The anterior pituitary gland plays a pivotal role in the endocrine system. It comprises a diverse array of cells, including six primary hormone-secreting types: prolactin (PRL), growth hormone (GH), adrenocorticotrophic hormone (ACTH), thyrotrophic hormone (TSH), follicle-stimulating hormone (FSH), and luteinizing hormone (LH). The hormones secreted by this gland control multiple body processes, such as growth, cell metabolism, and reproduction. The gland also hosts other non-secretory cells, such as follicular-stellate and endothelial cells, contributing to its structural integrity and overall functionality [1,2].

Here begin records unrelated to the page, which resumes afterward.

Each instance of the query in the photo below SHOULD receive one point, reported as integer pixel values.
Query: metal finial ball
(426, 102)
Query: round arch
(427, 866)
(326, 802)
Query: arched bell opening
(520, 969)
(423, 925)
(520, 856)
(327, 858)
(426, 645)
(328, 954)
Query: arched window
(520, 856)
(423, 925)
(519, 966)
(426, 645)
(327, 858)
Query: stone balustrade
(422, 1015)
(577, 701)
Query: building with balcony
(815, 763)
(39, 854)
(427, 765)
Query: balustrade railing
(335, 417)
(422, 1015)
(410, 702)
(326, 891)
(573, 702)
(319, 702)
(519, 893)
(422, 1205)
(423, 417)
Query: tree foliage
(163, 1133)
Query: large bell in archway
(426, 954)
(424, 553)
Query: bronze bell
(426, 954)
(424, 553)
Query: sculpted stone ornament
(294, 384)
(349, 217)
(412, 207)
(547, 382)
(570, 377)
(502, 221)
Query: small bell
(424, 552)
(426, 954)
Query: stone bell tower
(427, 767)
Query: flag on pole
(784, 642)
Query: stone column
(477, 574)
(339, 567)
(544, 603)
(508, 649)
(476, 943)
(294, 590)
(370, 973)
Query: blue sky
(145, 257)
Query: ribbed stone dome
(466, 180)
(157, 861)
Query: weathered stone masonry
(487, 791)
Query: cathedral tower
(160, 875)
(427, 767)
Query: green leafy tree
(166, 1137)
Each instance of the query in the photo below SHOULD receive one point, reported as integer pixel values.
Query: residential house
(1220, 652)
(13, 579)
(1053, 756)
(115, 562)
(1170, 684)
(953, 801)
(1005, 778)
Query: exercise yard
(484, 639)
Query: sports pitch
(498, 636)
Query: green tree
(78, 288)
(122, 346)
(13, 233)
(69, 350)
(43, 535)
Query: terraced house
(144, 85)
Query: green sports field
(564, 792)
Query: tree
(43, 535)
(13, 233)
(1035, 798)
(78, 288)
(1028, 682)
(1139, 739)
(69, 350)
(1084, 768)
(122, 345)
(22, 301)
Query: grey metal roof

Pituitary neuroendocrine tumors (PitNETs) affect approximately 5% of people globally and pose significant challenges in neuroendocrinology [3,4,5]. They are a prevalent cause of brain tumors, distinguished by their hormonal overexpression profiles, which include the most common lactotroph and the rarer thyrotrophic tumors. The clinical manifestations of these tumors can be significant, with somatotroph adenomas leading to acromegaly in adults and gigantism in children due to excess growth hormone (GH) and insulin-like growth factor 1 (IGF-1) production [4]. These tumors represent 15–20% of all PitNETs occurring as sporadic contexts in 95% of cases [6]. Increasing rates of acromegaly have been detected in the past decade, especially in areas of high industrial pollution, with a slight predominance of female individuals [7,8].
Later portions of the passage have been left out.